Designing Type for Accessibility with Peter Biľak, Héctor Mangas Afonso, and Benjamin Ribeau

Published 2024-07-01
This talk took place on Monday, July 1, as part of Type@Cooper's Herb Lubalin Lecture Series. The recording is made possible with the generous support of TypeCulture.

Typotheque worked on a largest project up to date, developing a series of fonts to be easy to read by the widest range of readers. The project identifies and addresses situations where people are excluded from using certain technologies, and worked with digitally disadvantaged communities to support marginalised languages. For the Latin script Typotheque team carried out a series of laboratory acuity tests at the National Centre of Ophthalmology in France to determine the ideal letter proportions for their visually impaired patients, and developed fonts that benefit readers with declining vision.

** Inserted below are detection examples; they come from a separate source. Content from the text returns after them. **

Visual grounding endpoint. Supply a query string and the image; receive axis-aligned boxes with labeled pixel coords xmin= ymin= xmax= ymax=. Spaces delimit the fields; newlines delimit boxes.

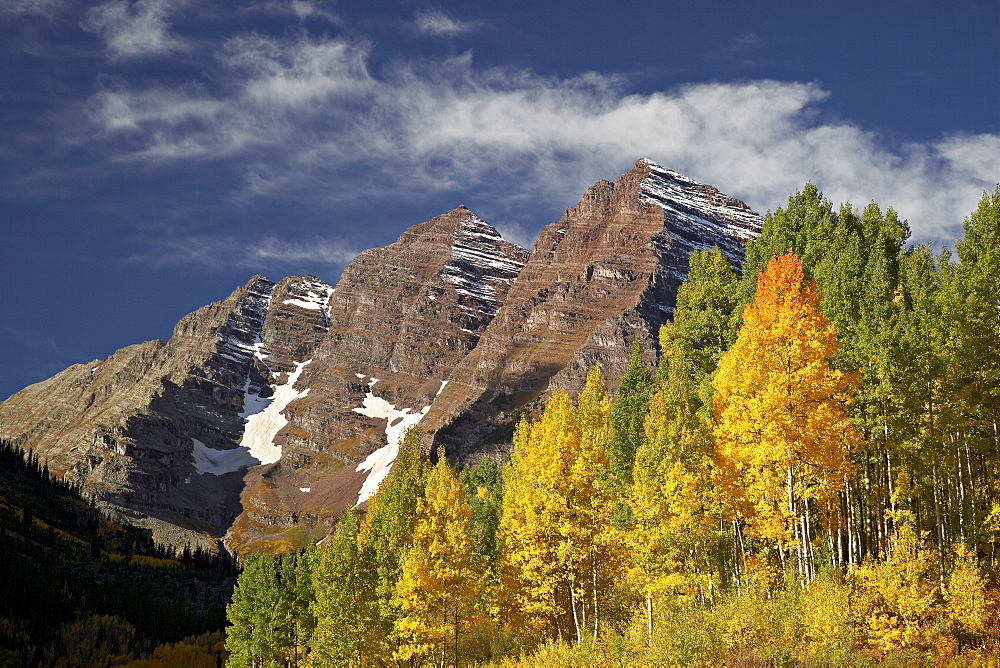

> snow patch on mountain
xmin=240 ymin=359 xmax=312 ymax=464
xmin=281 ymin=279 xmax=333 ymax=312
xmin=191 ymin=360 xmax=312 ymax=475
xmin=441 ymin=211 xmax=524 ymax=318
xmin=353 ymin=374 xmax=448 ymax=505
xmin=640 ymin=160 xmax=762 ymax=270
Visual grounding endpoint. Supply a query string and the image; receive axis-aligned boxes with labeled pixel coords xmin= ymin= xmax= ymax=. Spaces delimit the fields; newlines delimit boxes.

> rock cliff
xmin=0 ymin=160 xmax=760 ymax=550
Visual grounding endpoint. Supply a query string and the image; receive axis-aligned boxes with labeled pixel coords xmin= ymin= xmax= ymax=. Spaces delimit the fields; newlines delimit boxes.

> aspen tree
xmin=358 ymin=428 xmax=430 ymax=661
xmin=395 ymin=458 xmax=485 ymax=666
xmin=712 ymin=253 xmax=859 ymax=578
xmin=500 ymin=390 xmax=606 ymax=642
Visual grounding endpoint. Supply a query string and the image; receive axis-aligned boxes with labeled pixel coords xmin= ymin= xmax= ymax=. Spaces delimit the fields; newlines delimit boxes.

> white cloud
xmin=90 ymin=36 xmax=1000 ymax=242
xmin=0 ymin=0 xmax=66 ymax=16
xmin=290 ymin=0 xmax=341 ymax=25
xmin=414 ymin=9 xmax=481 ymax=37
xmin=80 ymin=0 xmax=187 ymax=60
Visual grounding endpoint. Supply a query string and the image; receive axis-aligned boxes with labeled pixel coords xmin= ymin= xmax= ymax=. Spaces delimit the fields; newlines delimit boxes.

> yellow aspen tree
xmin=395 ymin=458 xmax=485 ymax=666
xmin=628 ymin=344 xmax=719 ymax=637
xmin=852 ymin=511 xmax=943 ymax=656
xmin=500 ymin=390 xmax=597 ymax=641
xmin=712 ymin=253 xmax=859 ymax=578
xmin=570 ymin=364 xmax=624 ymax=638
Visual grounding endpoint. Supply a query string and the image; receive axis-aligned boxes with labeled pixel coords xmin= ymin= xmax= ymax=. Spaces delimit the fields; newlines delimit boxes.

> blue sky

Zed Text is an exceptionally readable typeface that has been shown to benefit healthy readers as well as those with visual impairments such as age-related macular degeneration, loss of central vision, peripheral vision loss and blurred vision.
Peter Biľak works in the field of editorial, graphic, and type design. Since 1999 he is running Typotheque type foundry.
With a background in cognitive psychology and neuroscience, Héctor Mangas Afonso produces research for Typotheque, focusing on perception of type, from accessibility to acceptance.
Benjamin Ribeau is a partner at Integral Designers in Paris.